Force could be treated as a vector even if mass behaved different in different directions. In this case, mass would not be a simple scalar, but it would be what is called a second rank tensor. Treating vectors as column $3 \times 1$ matrices, force and acceleration would be
$
\mathcal{F}=\left(
\begin{matrix}
F_x\\
F_y\\
F_z\\
\end{matrix}
\right)
\quad
\text{and}
\quad
\mathcal{A}=\left(
\begin{matrix}
a_x\\
a_y\\
a_z\\
\end{matrix}
\right);
$
the second rank tensor representing mass would be simply a $3 \times 3$ matrix:
$
\mathcal{M}=
\left(
\begin{matrix}
m_{xx} & m_{xy} & m_{xz}\\
m_{yx} & m_{yy} & m_{yz}\\
m_{zx} & m_{zy} & m_{zz}\\
\end{matrix}
\right);
$
and Newton's second law would read deceptively like its well known form, $\mathcal{F}=\mathcal{M}\mathcal{A}$, but definitely not with the same content:
$
\left(
\begin{matrix}
F_x\\
F_y\\
F_z\\
\end{matrix}
\right)
=
\left(
\begin{matrix}
m_{xx} & m_{xy} & m_{xz}\\
m_{yx} & m_{yy} & m_{yz}\\
m_{zx} & m_{zy} & m_{zz}\\
\end{matrix}
\right)
\left(
\begin{matrix}
a_x\\
a_y\\
a_z\\
\end{matrix}
\right)
\quad
\text{or}
\quad
\begin{matrix}
F_x = m_{xx}a_x+m_{xy}a_y+m_{xz}a_z,\\
F_y = m_{yx}a_x+m_{yy}a_y+m_{yz}a_z,\\
F_z = m_{zx}a_x+m_{zy}a_y+m_{zz}a_z.
\end{matrix}
$
According to this general formulation, the resistance a body has against a change on its state of motion is direction-dependent. In particular, if a force acts in one direction only, the body may accelerate in different directions as well depending on which elements of the mass matrix are nonvanishing.

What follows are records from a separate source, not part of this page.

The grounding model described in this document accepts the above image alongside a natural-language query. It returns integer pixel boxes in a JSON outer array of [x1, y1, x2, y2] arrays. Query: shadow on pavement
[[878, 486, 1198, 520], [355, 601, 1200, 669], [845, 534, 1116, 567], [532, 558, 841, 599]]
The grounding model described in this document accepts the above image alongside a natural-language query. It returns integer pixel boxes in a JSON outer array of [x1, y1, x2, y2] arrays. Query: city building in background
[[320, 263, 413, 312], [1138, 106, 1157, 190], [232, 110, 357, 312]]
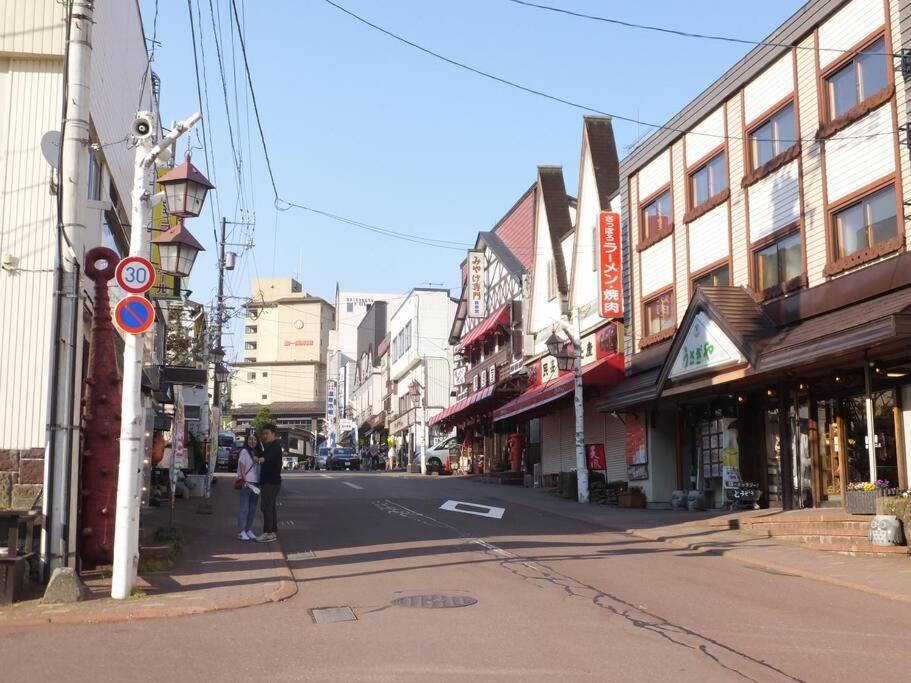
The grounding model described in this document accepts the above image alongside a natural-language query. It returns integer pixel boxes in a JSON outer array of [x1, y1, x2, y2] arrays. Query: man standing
[[256, 424, 282, 543]]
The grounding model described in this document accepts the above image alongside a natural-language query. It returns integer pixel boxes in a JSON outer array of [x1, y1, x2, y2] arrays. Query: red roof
[[493, 354, 624, 422], [455, 304, 510, 353]]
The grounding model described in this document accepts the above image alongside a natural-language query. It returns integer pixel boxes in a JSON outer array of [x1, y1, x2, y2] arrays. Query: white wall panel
[[743, 52, 794, 124], [639, 149, 671, 199], [825, 104, 895, 204], [686, 106, 724, 166], [689, 202, 729, 272], [819, 0, 885, 69], [747, 159, 800, 242], [640, 237, 674, 296]]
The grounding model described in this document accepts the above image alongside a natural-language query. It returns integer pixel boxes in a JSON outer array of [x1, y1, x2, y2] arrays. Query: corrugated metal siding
[[825, 104, 895, 204], [642, 237, 674, 296], [0, 0, 66, 56], [0, 59, 61, 448], [819, 0, 883, 69], [797, 34, 826, 287], [727, 95, 748, 286], [689, 204, 728, 271], [744, 52, 794, 125], [686, 106, 724, 166], [748, 159, 800, 242]]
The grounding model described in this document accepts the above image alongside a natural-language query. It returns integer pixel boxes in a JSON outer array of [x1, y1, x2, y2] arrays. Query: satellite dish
[[41, 130, 60, 170]]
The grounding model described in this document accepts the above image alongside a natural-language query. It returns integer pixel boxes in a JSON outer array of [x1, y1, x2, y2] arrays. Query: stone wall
[[0, 448, 44, 510]]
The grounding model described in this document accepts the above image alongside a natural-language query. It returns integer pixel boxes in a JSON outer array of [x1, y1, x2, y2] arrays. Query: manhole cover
[[392, 595, 477, 609]]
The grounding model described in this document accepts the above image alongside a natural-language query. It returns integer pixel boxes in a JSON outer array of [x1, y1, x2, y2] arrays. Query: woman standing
[[237, 434, 263, 541]]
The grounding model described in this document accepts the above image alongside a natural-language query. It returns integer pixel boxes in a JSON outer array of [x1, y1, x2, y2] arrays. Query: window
[[750, 104, 797, 168], [640, 190, 671, 241], [547, 259, 557, 301], [644, 291, 676, 337], [690, 152, 728, 206], [835, 185, 898, 258], [826, 38, 889, 119], [693, 266, 731, 290], [754, 232, 803, 292]]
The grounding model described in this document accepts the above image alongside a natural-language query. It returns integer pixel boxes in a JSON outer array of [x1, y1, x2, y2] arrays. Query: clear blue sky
[[140, 0, 802, 355]]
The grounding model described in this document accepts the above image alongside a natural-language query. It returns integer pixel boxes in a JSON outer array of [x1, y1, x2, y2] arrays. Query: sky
[[140, 0, 802, 358]]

In some sense, the above relations are similar to the rotational dynamics of a rigid body, where torque relates to angular acceleration by means of a "rotational inertia" matrix. The consequences in such case are less abstract. If a body is set to spin along some direction, its spinning direction usually deviates from the original direction in "unexpected" ways depending on the rotational inertia matrix of the body, initial conditions and applied torque. For instance, a spinning top will precess due to the action of gravity, but this effect is much more impressive as seen here at 35:20; it will precess even if gravitational torque is absent if it is set to spin along a direction other than its symmetry axis, like here at 0:54; for a very dramatic situation of instabilities on the free rotation, see here (starting at 0:28).

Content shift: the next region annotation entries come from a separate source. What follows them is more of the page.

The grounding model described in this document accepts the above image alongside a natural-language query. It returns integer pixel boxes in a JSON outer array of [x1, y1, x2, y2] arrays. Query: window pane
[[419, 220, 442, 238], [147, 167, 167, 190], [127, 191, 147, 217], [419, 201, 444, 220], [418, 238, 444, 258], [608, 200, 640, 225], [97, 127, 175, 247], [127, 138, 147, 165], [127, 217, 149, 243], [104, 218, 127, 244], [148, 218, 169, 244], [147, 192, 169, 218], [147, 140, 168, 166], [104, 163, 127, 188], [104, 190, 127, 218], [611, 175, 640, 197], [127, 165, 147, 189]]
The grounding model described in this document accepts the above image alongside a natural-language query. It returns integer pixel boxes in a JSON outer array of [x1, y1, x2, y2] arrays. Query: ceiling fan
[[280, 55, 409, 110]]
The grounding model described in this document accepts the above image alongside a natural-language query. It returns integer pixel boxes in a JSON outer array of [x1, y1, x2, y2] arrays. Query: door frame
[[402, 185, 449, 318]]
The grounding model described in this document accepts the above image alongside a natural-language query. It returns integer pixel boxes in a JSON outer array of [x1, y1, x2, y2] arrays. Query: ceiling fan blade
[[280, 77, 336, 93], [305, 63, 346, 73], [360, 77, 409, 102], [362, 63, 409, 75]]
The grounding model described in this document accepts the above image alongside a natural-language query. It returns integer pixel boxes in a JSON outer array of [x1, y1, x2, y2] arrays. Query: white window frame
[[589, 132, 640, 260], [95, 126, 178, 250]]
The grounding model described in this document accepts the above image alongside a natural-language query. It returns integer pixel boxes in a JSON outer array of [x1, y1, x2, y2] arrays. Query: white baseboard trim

Nevertheless, the two cases may be very different in general. The most general rotational inertia matrix has the very important feature of being symmetric (it is the same as its transpose) what guarantees it can be diagonalized so that torque and angular acceleration can be made parallel in some well chosen coordinate system. On the other hand, the most general mass matrix may not have such property (not that I can tell at least). Because of that, it is possible, for some values of the elements of the mass matrix, that a force along a single direction acting on a body's center of mass produces an acceleration in some perpendicular direction only.

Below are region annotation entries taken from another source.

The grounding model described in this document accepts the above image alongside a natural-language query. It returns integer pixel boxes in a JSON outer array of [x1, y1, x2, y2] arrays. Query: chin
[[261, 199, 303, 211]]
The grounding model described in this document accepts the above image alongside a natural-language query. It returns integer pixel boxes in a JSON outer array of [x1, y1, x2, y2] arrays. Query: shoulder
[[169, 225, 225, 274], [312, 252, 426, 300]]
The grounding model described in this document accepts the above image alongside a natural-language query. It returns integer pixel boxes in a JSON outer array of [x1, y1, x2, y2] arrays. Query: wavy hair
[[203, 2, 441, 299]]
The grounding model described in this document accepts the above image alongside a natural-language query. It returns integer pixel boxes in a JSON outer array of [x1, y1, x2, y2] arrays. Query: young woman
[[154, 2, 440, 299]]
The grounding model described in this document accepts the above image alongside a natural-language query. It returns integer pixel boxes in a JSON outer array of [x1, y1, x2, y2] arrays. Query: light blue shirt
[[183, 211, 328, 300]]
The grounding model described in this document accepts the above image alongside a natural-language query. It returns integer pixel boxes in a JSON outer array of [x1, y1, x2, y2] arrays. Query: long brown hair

In the context of classical mechanics, as far as I can see, experiments dealing only with translations (forces applied at the center of mass of the body) may not be sufficient to determine all nine elements of its mass matrix, requiring experiments dealing with rotations of the body as well.
In the context of quantum mechanics, as far as now (see this Wikipedia page), experiments indicate the mass matrix for a single body is diagonal with all mass elements equal, so mass can be taken as a scalar quantity.